TORONTO (Reuters) - A breed of sheep believed to have been raised by the Jewish patriarch Jacob may soon be brought to Israel, its Biblical homeland, after an Israeli couple gathered a herd in Canada and brokered a bureaucratic detente to import the animals.
The effort to bring 130 sheep to the Golan Heights from Canada has been inching along for nearly a year, Israelis Jenna and Gil Lewinsky said on Tuesday, with the reintroduction of the breed stymied by red tape between the two countries.
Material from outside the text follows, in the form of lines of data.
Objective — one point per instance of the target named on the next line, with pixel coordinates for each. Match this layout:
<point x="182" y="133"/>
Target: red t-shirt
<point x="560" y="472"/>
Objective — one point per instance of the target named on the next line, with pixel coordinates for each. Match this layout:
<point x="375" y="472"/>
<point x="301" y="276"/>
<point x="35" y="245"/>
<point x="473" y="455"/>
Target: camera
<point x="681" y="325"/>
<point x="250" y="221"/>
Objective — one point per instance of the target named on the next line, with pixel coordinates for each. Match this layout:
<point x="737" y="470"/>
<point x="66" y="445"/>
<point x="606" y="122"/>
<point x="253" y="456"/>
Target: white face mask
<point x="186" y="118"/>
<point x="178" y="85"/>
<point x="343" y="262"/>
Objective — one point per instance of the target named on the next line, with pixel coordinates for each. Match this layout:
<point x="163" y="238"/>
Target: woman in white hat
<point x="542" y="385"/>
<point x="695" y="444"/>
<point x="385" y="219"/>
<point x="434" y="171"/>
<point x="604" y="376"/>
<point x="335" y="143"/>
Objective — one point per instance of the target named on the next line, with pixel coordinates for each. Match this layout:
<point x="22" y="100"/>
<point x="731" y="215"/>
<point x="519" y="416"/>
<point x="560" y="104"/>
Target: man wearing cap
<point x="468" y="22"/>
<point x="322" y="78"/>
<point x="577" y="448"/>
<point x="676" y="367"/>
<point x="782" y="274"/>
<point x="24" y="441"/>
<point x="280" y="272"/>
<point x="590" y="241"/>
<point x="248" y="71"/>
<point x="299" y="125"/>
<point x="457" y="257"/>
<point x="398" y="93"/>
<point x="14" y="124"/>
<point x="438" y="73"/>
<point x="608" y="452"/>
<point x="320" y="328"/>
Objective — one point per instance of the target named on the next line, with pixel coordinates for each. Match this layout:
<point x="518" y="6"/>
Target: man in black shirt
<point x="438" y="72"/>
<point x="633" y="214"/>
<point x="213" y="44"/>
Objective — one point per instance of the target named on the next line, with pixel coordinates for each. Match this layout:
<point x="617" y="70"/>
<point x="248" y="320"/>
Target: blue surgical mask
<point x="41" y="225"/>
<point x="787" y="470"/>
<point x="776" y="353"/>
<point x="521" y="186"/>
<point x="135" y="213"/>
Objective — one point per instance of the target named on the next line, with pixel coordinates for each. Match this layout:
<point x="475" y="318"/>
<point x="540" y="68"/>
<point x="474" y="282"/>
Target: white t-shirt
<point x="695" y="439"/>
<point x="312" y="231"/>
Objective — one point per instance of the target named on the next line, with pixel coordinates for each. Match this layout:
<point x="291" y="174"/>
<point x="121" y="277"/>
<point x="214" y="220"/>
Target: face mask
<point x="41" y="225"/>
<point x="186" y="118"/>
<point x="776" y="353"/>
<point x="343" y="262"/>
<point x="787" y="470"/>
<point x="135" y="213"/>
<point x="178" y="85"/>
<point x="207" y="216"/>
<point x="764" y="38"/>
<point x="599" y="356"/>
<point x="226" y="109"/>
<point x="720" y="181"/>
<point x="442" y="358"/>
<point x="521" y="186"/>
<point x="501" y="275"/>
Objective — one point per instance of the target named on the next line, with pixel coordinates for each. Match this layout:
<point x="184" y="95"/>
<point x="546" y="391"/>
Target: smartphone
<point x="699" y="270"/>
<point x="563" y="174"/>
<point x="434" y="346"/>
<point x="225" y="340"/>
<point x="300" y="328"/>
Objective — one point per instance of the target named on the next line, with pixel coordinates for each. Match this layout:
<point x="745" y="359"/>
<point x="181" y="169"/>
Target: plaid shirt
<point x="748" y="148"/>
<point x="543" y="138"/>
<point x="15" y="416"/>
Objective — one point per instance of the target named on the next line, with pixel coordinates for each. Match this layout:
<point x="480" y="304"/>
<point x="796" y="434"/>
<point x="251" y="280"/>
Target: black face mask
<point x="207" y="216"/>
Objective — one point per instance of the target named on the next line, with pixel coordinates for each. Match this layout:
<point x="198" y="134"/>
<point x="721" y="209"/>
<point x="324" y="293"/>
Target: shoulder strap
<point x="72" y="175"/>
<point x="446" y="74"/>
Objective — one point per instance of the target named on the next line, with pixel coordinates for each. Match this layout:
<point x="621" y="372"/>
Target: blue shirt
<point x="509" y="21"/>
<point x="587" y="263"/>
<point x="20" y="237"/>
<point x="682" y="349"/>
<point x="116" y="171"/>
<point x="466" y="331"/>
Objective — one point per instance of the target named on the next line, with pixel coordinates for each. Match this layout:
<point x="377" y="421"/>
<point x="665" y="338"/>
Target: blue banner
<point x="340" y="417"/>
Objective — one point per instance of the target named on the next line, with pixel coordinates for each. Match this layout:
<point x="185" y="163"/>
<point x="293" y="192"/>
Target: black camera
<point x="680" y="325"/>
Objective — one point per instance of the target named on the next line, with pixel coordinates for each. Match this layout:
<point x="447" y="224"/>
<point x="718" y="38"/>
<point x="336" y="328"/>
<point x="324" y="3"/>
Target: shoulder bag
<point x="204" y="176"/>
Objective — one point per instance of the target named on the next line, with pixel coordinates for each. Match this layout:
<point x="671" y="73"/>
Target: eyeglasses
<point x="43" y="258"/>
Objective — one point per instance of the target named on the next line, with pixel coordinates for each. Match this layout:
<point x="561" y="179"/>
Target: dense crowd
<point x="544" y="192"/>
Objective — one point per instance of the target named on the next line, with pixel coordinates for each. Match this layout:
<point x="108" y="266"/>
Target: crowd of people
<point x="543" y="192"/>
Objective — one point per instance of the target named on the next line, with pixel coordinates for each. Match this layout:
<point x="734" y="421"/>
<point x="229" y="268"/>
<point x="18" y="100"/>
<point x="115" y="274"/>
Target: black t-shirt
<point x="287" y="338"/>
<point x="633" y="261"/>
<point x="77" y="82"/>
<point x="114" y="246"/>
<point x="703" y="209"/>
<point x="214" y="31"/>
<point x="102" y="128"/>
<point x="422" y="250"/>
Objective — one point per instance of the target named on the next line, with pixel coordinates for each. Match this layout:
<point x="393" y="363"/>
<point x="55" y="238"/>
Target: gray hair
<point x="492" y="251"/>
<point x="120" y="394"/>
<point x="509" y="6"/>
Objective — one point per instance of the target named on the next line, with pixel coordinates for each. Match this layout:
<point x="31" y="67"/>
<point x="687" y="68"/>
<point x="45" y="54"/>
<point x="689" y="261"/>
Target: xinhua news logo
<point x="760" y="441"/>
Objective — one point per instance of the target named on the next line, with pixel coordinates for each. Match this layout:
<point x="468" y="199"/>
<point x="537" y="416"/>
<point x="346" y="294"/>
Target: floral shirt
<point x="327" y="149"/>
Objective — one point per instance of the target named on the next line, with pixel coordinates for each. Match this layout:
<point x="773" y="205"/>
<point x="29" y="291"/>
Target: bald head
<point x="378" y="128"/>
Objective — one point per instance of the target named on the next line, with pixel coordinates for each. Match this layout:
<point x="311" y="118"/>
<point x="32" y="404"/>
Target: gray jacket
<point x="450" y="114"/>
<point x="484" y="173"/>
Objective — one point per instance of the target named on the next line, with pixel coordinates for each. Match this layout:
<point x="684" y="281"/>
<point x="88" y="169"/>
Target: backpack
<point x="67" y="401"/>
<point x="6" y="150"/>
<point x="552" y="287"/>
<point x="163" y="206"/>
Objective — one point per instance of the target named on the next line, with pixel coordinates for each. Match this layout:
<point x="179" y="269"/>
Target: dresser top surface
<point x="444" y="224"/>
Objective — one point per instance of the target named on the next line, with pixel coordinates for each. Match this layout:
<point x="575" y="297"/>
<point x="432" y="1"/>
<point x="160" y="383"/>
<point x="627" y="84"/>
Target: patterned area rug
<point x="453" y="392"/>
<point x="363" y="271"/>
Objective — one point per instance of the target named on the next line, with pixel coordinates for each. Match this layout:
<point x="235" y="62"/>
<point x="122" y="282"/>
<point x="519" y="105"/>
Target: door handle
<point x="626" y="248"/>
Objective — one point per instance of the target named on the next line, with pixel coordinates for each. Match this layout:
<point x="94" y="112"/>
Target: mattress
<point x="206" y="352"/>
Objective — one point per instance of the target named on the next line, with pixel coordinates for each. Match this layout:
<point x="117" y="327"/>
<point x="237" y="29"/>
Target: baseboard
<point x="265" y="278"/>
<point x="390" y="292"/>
The couple, based near Vancouver, said the project was initially opposed by Israel’s Agriculture Ministry because Canada was not on a list of approved sheep importers.
But the Israeli embassy in Canada facilitated a dialogue between the couple and the ministry and sent along “strong recommendations,” embassy spokesman Eitan Weiss said.
“And the ambassador visited Israel. He met some people with the Ministry of Agriculture and issued a letter,” Weiss said in an interview. “The idea was very, very nice, and of course we said, ‘Let’s push it.’”
According to Hebrew and Christian holy books, Jacob had received a flock of a speckled and spotted breed as wages.
The couple said the sheep have since gone extinct in Israel.
Late last year, Israel’s Agriculture Ministry changed its stance, and on Monday said it has contacted its Canadian counterpart as part of the import process, Jenna Lewinsky said.
She said Israeli Ambassador Rafael Barak walked in on the birth of a lamb when he visited her family’s farm in Abbotsford, British Columbia, about 70 km (43 miles) east of Vancouver. The couple had started raising the sheep after receiving a few as a gift from a heritage farm.
“It should be the national animal of the Jewish people,” Jenna Lewinsky said. “It would be a very important and historic moment when the sheep return after basically 2,000 years.”
The couple said the sheep are expected to reach Israel this year, subject to passing medical tests, and will be used for educational and heritage purposes.
Israel’s Ministry of Agriculture and Rural Development did not immediately respond to a request for comment.